Distinct Clinical Effects of Two RP1L1 Hotspots in East Asian Patients With Occult Macular Dystrophy (Miyake Disease): EAOMD Report 4

Abstract

Purpose: To characterize the clinical effects of two RP1L1 hotspots in patients with East Asian occult macular dystrophy (OMD).

Methods: Fifty-one patients diagnosed with OMD harboring monoallelic pathogenic RP1L1 variants (Miyake disease) from Japan, South Korea, and China were enrolled. Patients were classified into two genotype groups: group A, p.R45W, and group B, missense variants located between amino acids (aa) 1196 and 1201. The clinical parameters of the two genotypes were compared, and deep learning based on spectral-domain optical coherence tomographic (SD-OCT) images was used to distinguish the morphologic differences.

Results: Groups A and B included 29 and 22 patients, respectively. The median age of onset in groups A and B was 14.0 and 40.0 years, respectively. The median logMAR visual acuity of groups A and B was 0.70 and 0.51, respectively, and the survival curve analysis revealed a 15-year difference in vision loss (logMAR 0.22). A statistically significant difference was observed in the visual field classification, but no significant difference was found in the multifocal electroretinographic classification. High accuracy (75.4%) was achieved in classifying genotype groups based on SD-OCT images using machine learning.

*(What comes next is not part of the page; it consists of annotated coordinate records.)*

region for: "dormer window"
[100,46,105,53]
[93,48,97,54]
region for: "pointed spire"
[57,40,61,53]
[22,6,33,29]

Conclusions: Distinct clinical severities and morphologic phenotypes supported by artificial intelligence-based classification were derived from the two investigated RP1L1 hotspots: a more severe phenotype (p.R45W) and a milder phenotype (1196-1201 aa). This newly identified genotype-phenotype association will be valuable for medical care and the design of therapeutic trials.

Figure 1.

A schematic diagram of the genetic and protein structures of RP1L1, illustrating the location of the two hotspots. The positions of previously reported RP1L1 variants, encompassing both monoallelic and biallelic diseases, are displayed based on previous reports^, and protein information (ID:Q8IWN7; Uniprot; https://www.uniprot.org/; accessed January 2023). The two hotspots included amino acids 45 and 1196 to 1201.

Figure 2.

Clinical findings of two representative cases from genotype groups A and B. Fundus photographs, FAF, SD-OCT images, static VF (30 degrees), ffERG, and mfERG of two cases are presented: genotype A (19-year-old woman, onset at 16 years, LogMAR BCVA 1.00, classical SD-OCT classification, central scotoma VF pattern, group 2 mfERG classification) and genotype B (52-year-old man, onset at 47 years, LogMAR BCVA 0.30, classical SD-OCT classification, no detected scotoma VF pattern, group 2 mfERG classification).

Figure 3.

Survival curves analysis of BCVA for genotype groups A and B. Survival curves of BCVA for age are generated for genotype groups A and B in terms of two BCVA levels: (A) logMAR BCVA 0.22 and (B) logMAR BCVA 1.00. Half of the patients in genotype group A reached a BCVA level of 0.22 at age 42 years, while half of the patients in genotype group B reached that level at age 57 years. Thus, there is a 15-year difference in VA reduction between genotype groups A and B. The diagram for logMAR 1.00 shows that half of patients in genetic group A reached the VA level of 1.00 at age 57 years, while most patients (>80%) in genotype group B did not reach that severe VA level. A statistically significant difference was revealed between genotype groups A and B in terms of survival curves of BCVA.